Could a Hindu-trained musician be the father of acid house?


While researching the Indian electronic music scene for a book, DJ, producer and writer Samrat B, aka Audio Pervert, came across an album that set the genre back a decade.

B had dated the birth of electronic music in India to the early 1990s. Now he has found the timeline drawn to 1982, not only for India but for the world. It was the year when a little-known session musician from Bombay named Charanjit Singh released Synthesizing: Ten Ragas to a Disco Beat (HMV/EMI India).

Singh had taken a few days off – and a radical artistic detour – to make the album. Then he returned to background music by RD Burman, Laxmikant-Pyarelal and Naushad, and performed with a wedding band singing ghazal.

For nearly three decades, the record remained as unenthusiastic as its creator. But Singh survived to see this change, after Dutch record producer and Bollywood historian Edo Bouman (who also pitched the album to B), came across…Ten Ragas to a Disco Beat in an old record store in Mumbai in 2002.

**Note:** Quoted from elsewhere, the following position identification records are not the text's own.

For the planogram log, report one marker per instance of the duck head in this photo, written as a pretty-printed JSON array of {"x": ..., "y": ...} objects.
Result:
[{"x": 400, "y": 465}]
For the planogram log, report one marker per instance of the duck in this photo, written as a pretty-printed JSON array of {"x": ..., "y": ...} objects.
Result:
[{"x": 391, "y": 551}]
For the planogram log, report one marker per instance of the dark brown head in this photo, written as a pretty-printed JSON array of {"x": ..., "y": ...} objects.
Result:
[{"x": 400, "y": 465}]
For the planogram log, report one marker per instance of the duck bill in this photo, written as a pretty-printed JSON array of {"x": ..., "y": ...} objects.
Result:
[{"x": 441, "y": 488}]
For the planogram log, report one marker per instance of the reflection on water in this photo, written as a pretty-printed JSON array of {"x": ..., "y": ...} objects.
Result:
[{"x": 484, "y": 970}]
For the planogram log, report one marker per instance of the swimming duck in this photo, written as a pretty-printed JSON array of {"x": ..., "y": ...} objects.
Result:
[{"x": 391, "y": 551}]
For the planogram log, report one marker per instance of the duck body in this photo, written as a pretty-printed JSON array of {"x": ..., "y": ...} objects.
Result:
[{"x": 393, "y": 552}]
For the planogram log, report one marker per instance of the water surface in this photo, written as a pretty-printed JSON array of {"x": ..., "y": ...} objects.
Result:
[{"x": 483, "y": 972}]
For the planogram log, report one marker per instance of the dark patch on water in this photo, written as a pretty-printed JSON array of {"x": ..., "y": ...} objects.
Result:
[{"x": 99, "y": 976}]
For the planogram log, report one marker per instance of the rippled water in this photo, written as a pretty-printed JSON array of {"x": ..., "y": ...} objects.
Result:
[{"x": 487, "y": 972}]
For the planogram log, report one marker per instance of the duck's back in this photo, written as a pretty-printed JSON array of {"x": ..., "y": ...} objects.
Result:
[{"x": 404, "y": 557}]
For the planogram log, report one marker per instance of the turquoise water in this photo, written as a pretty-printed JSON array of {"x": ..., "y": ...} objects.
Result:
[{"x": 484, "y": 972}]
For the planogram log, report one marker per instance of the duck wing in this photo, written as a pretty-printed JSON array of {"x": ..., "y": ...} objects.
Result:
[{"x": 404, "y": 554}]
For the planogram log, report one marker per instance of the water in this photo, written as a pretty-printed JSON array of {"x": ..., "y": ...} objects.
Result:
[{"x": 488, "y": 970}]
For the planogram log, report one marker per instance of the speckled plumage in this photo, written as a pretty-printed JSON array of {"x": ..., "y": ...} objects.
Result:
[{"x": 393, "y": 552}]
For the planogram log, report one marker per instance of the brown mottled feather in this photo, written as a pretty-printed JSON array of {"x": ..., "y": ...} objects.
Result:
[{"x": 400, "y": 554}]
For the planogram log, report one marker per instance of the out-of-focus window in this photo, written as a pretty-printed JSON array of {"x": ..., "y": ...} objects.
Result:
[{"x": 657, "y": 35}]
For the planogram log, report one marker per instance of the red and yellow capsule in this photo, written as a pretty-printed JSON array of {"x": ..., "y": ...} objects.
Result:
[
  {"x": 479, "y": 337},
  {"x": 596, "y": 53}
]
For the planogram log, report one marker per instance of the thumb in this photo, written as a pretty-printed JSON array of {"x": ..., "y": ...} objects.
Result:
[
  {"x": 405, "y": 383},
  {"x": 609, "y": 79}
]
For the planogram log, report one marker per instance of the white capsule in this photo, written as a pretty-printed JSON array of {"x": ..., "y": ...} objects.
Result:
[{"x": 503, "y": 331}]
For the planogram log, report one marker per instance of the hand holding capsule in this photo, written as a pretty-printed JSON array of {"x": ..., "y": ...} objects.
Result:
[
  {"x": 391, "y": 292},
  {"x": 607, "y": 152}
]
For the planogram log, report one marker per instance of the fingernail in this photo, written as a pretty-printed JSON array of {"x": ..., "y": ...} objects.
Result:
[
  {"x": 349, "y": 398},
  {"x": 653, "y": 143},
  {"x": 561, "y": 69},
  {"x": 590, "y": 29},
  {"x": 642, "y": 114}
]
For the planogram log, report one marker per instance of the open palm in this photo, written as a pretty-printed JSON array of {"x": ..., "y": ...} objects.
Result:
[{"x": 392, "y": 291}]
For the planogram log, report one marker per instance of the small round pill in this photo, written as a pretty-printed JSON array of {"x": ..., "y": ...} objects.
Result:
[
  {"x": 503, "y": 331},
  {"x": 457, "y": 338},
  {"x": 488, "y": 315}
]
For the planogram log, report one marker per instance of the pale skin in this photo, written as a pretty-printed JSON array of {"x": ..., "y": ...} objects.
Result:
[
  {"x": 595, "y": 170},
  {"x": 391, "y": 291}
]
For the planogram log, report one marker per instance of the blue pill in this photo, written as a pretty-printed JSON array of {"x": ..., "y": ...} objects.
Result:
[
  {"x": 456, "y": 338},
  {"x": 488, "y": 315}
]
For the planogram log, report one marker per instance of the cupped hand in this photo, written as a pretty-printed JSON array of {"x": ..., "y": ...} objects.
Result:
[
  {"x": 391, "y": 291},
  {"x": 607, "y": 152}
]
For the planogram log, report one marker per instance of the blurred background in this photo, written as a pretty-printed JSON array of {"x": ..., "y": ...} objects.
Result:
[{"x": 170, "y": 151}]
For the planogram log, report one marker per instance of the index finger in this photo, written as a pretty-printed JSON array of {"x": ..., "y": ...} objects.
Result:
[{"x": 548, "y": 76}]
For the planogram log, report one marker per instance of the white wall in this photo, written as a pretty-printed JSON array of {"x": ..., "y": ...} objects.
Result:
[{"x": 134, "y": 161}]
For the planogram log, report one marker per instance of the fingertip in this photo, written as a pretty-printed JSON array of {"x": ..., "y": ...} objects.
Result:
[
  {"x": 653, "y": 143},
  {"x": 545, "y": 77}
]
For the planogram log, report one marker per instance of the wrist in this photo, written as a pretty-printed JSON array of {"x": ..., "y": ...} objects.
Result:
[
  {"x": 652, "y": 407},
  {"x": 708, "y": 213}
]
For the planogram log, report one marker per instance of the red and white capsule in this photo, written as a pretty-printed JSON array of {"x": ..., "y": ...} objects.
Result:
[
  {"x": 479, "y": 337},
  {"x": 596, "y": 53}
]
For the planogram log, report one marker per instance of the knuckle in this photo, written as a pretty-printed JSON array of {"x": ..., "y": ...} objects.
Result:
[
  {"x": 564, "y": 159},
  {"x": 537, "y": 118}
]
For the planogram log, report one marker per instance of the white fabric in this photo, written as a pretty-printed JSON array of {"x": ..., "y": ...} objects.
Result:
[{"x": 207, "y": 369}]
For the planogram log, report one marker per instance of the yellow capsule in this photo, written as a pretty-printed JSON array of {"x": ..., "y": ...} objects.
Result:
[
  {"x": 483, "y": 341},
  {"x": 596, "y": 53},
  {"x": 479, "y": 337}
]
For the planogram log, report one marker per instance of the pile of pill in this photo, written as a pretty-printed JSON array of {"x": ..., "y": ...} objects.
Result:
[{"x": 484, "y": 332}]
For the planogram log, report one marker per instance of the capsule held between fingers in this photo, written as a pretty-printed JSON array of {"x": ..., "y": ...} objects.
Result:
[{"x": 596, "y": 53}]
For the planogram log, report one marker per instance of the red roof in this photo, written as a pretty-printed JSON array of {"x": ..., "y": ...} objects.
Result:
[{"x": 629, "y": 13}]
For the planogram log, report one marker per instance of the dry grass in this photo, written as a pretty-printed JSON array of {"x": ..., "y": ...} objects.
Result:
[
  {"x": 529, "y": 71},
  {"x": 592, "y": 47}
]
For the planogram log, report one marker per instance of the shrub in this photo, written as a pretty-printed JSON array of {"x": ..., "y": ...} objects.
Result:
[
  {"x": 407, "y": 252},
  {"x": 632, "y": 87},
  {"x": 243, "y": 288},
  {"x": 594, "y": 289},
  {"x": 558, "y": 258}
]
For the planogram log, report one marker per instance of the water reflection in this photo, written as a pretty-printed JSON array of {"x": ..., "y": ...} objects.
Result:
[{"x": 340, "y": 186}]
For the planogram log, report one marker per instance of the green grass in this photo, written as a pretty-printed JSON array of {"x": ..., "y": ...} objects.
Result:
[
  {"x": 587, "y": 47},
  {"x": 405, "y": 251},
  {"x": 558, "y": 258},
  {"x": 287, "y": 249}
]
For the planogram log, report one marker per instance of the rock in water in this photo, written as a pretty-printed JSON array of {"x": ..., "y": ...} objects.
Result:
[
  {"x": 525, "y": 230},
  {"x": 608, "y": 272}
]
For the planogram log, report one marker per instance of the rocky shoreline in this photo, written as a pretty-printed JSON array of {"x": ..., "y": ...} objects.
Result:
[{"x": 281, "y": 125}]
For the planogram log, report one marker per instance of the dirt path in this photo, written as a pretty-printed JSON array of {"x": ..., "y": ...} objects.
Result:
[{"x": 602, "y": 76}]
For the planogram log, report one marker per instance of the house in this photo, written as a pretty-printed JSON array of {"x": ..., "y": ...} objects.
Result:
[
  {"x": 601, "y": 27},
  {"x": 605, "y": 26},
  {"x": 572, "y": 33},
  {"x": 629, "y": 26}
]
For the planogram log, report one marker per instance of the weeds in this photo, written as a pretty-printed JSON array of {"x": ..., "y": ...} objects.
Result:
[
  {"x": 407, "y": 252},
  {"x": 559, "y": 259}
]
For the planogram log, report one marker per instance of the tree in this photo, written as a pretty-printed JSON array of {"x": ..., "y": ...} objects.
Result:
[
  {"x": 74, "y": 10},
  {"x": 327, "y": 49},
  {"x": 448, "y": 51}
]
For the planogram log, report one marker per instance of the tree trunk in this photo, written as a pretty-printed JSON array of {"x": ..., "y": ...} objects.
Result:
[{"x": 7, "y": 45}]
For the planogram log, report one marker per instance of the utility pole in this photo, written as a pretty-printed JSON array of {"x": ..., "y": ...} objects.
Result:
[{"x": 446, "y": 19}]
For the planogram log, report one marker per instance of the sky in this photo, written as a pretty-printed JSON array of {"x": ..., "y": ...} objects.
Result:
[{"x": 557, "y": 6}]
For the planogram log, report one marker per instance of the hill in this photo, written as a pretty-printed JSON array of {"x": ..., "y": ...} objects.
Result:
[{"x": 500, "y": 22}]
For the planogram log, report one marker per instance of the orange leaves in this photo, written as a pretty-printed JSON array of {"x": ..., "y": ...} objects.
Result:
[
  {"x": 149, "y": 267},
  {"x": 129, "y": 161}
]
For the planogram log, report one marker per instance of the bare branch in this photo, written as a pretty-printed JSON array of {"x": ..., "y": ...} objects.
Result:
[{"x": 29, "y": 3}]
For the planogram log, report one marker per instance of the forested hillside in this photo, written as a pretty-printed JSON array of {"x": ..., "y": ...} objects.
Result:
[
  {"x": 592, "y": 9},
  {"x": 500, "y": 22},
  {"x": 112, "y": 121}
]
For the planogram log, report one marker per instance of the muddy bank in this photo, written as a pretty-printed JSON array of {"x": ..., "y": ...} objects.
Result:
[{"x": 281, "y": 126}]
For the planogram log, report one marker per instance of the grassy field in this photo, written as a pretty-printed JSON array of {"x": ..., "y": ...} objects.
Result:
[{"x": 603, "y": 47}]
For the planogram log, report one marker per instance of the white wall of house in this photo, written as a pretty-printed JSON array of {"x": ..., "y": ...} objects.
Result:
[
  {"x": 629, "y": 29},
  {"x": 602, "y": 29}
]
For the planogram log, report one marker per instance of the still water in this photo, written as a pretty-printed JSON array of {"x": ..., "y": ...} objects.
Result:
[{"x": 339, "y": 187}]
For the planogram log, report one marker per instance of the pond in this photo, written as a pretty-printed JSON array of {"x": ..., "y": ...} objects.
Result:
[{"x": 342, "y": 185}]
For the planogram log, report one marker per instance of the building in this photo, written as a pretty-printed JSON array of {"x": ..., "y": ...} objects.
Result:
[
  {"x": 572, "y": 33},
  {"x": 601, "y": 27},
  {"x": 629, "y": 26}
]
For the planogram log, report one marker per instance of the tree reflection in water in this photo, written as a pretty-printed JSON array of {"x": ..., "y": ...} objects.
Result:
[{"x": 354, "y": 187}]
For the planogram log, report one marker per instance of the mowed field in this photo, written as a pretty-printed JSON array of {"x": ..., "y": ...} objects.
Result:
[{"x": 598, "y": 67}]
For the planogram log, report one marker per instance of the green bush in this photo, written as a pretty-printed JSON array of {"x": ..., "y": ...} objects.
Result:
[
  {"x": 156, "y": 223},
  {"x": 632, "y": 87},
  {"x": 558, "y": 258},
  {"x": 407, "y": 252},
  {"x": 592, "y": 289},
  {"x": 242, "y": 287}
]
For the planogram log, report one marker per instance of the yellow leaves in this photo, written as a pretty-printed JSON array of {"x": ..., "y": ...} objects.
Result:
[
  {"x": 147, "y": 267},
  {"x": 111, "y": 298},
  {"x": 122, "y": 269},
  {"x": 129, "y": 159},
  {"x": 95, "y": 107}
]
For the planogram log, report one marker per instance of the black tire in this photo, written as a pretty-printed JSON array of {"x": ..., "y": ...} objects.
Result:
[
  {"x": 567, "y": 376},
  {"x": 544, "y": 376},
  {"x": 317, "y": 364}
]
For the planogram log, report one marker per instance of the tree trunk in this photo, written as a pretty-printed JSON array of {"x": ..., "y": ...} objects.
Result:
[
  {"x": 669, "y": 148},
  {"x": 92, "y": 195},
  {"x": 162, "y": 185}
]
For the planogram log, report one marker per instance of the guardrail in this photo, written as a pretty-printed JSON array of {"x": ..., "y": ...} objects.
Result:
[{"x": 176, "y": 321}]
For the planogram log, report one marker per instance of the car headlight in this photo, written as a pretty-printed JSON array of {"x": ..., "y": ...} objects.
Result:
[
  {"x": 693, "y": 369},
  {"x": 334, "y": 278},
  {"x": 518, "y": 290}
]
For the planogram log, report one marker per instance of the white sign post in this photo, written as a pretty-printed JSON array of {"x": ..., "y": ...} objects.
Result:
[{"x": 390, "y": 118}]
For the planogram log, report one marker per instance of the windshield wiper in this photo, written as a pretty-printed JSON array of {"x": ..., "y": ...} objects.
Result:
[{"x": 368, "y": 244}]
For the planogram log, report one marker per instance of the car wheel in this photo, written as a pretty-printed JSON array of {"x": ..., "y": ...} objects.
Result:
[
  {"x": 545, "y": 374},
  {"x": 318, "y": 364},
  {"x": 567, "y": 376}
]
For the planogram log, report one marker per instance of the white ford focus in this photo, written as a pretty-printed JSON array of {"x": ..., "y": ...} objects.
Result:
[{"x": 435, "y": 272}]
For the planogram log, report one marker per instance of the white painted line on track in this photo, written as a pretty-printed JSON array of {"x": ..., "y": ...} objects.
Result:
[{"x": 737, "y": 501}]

Bouman bought the record, played it in his hotel room and was “blown away”, he told the Guardian in 2010, the year he re-released the album under his Bombay Connection label. The album “sounded like acid house”, and to Bouman’s astonishment, it was released five years before the first known acid house record, 1987’s Acid Tracks by Chicago-based Phuture.

Acid house, a subgenre of electronic dance music (EDM), achieved worldwide popularity (and notoriety for its associated culture of drug use and hedonistic raves) beginning in the late 1980s. His sound was defined by three elements: the extensive use of energetic rhythms generated by an electronic drum machine; an accessible and danceable beats per minute framework; and the use of instruments such as the Roland TB-303 bass synthesizer.

In …Ten Ragas to a Disco Beat, Singh showcased his brand new acquisitions: a Roland Jupiter-8 keyboard, a Roland TR-808 electronic drum machine and the Roland TB-303 bass synthesizer he bought in Singapore.

Built on a racy and repetitive synthesized drum beat, the album showcases its 10 Indian ragas on a platform of minimal and overbearing grooves to create a unique sound that is exploratory and futuristic in its design. This is the first known example of these three instruments, which would come to characterize the acid house sound, played and recorded together.

house rules

Singh was 70 when the remastered album was released (he died five years later, in 2015). The stories written about him at the time are marked by surprise. Many articles seem to regard it as an Eastern quirk or oddity in the account of the Western origins of acid house music. Mojo magazine calls the album “a startling piece of proto-house that predates the above records (from the Chicago producers) by several years”. Spin magazine refers to Singh as “an unwitting electronics pioneer”.

Nonetheless, the limited version of Bouman remains a sought-after collector’s item, retailing for approximately 3 lakh apiece at Discogs.com online marketplace.

Singh was, admittedly, innocent of the cult and culture of what would become acid house. In a 10-minute documentary short made in 2010 by Singh’s manager and agent, Rana Ghose, the bespectacled septuagenarian walks the interviewer (an awestruck Samrat B) through his collection of vinyl records. There is music by Kishore Kumar and Lata Mangeshkar, posters of overseas concerts he has performed at, announcing an evening of ‘Hindi film song, Gozal song and Bangoli’, but little information. on what might have triggered… Ten Ragas to a Disco Beat other than, as he put it, “the urge to try something different”.

By 1982, disco had driven its white heeled boots decisively into Indian pop culture via actor Mithun Chakraborty and Bollywood’s megahit Disco Dancer scored by Bappi Lahiri. It came a year after the hit song Disco Deewane by Pakistani pop star Nazia Hassan and British-Indian producer Biddu. “For him, it was just disco. He hadn’t heard anything about electronic music,” B tells Wknd.

Over the course of many meetings between 2010 and 2015, Singh will tell B that he was inspired, among others, by Babla, a Gujarati artist who fascinated the diaspora in the Caribbean and North America with his disco-dandiya music. / chutney in the late 1970s and early 1980s.

After the album’s re-release in 2010, Ghose organized European and American club tours for Singh. Suddenly, instead of geriatric NRI seated audiences looking for an evening of ghazals, the Mumbai musician was faced with thousands of psychedelics in European nightclubs. “He stayed indifferent and stayed focused on his music,” says Ghose.

According to B, the period album was a “fluke”; other music historians have called it “an accident”, “a mistake”. Unquestionably, it was the first of its kind.